A la longue, je sais par le menu ce qu'on va me dire : soyez humble, soyez simple, souriez. Les recruteurs voient que mon premier contact est peu agréable (c'est vrai) et pensent que les autres ne le sont pas non plus (c'est faux). Il y a quelques années, ils voyaient que j'étais un gros tout mou apathique, la version humaine de l'éléphant de mer (plus aucun ne m'en parle actuellement). Ils n'ont jamais vu (hé hé) que j'avais un gros poil dans la main ; il faut dire que je me soigne : j'ai la réputation d'être un solide bosseur, ce qui n'est pas du tout dans ma nature et n'est d'ailleurs, professionnellement, absolument pas rentable. Le défaut à la mode, actuellement, c'est de me trouver imbu de soi et condescendant (l'affirmation, si elle a un fond de vérité certain, mériterait d'être considérablement nuancée).
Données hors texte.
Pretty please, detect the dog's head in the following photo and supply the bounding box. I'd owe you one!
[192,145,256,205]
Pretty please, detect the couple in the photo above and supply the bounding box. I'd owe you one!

A bien y réflechir, d'ailleurs, ce ne sont pas les défauts étalés qui me font enrager, c'est la prétention de la nana des RH de service d'en tirer un profil psychologique définitif en trente minutes. Alors mesdames, ne me posez plus toutes ces questions stupides, mes trois qualités, mes trois défauts, ce qui me met en colère, l'endroit où j'aimerais passer mes vacances... sortez-moi recta le profil que vous tirez de la première impression qu'on a eu dans l'ascenseur et les couloirs : vous savez que vous direz la même chose sur moi qu'après une heure d'interrogatoire.
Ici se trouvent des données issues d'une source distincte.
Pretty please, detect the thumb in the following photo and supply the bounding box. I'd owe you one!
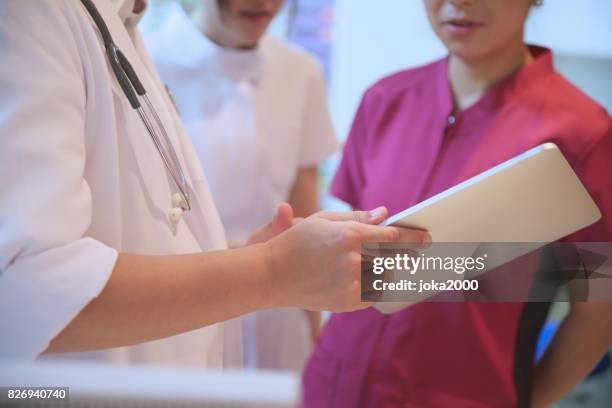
[272,203,293,234]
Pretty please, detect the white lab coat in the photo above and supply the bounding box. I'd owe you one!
[0,0,240,366]
[144,4,337,371]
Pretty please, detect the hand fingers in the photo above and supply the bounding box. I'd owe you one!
[355,224,431,246]
[315,207,389,225]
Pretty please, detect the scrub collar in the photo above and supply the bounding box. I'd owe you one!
[159,4,266,85]
[438,45,554,118]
Comparativement, le "vieil occasionnel" est redoutable mais bien plus agréable à fréquenter. C'est généralement un cadre de direction, qui a encadré des équipes, qui vous "voit" tout de suite. Le danger : il ne rate rien, et il a pratiquement toujours raison dans ce qu'il dit. L'avantage : il est plus bienveillant et moins blessant que la nana des RH. Il sait que le mouton à cinq pattes ne se rencontre pas souvent. Il abandonne parfois les questions pour les conseils. On en tire donc un intérêt immédiat. Et puis le contexte est plus favorable : vous rencontrez le "vieil occasionnel" à la fin du processus ; vous savez donc que le futur employeur potentiel a plutôt tendance à avoir envie de vous revoir.
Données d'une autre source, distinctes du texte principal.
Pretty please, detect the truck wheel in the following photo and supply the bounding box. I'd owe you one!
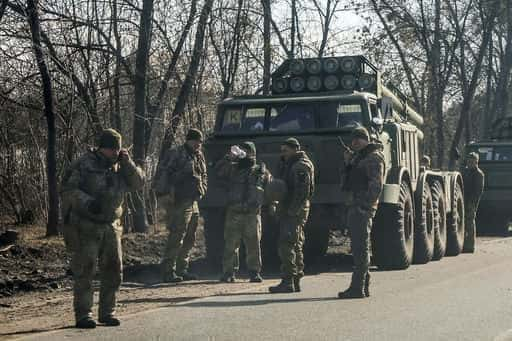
[432,181,446,260]
[414,183,434,264]
[304,206,332,263]
[446,183,464,256]
[202,207,226,269]
[372,182,414,270]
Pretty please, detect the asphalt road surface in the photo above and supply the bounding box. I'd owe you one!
[18,238,512,341]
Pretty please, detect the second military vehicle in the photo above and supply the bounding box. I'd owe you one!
[202,56,464,269]
[466,116,512,234]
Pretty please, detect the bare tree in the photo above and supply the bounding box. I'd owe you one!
[27,0,59,236]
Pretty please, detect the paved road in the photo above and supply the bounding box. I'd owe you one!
[22,238,512,341]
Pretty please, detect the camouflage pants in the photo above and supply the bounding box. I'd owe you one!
[162,201,199,274]
[464,200,478,252]
[347,206,375,289]
[278,208,309,278]
[71,220,123,321]
[222,209,261,273]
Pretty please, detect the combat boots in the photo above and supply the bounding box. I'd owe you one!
[268,277,295,294]
[99,315,121,327]
[293,275,304,292]
[164,271,183,283]
[75,317,96,329]
[338,287,366,299]
[364,272,370,297]
[249,271,263,283]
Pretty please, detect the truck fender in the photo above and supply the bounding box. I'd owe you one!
[379,167,414,204]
Une variante énigmatique, c'est le chasseur de têtes. C'est un jeune "vieil occasionnel" payé pour cela. Il a l'oeil et généralement un talent télépathique pour vous comprendre. Quoique labellisé "RH", il voit ce que vous faites. Mais son positionnement exact est souvent énigmatique : payé par le futur employeur, mais n'hésitant pas à faire largement copain-copain avec les candidats. J'en ai connu un, fort sympathique, qui a passé son temps à me donner des trucs pour déjouer les pièges de la psychologue que j'allais rencontrer. Un autre m'a bichonné dans des accès d'anxiété ("et si je n'étais pas embauché?"). Et un troisième, récemment, m'a montré par A+B que l'approche que j'utilisais pour identifier les postes auxquels je pouvais candidater était stupide et me faisait passer à côté de belles opportunités. C'était désagréable à entendre, mais très instructif et je ne regrette pas de m'être levé à pas d'heure pour entendre cela.
La pire des variantes, maintenant : le "vieil occasionnel" employé par la RH. C'est la nana des RH qui a réussi, et qui est devenue chef des RH. Une vicieuse. (Existe aussi en masculin). Un groupe pétrolier qui pèse lourd dans le CAC 40 en entretient tout un élevage. J'ai été reçu il y a quelques années par l'un d'eux, un prodige de suffisance qui a passé une heure à me tendre des panneaux dans tous lesquels je suis tombé. A y repenser, c'était une belle foirade, bien drôle, et ça m'a évité de me retrouver à Lagos ou autres endroits dépouvus de Fnac et d'opéra. Tant mieux.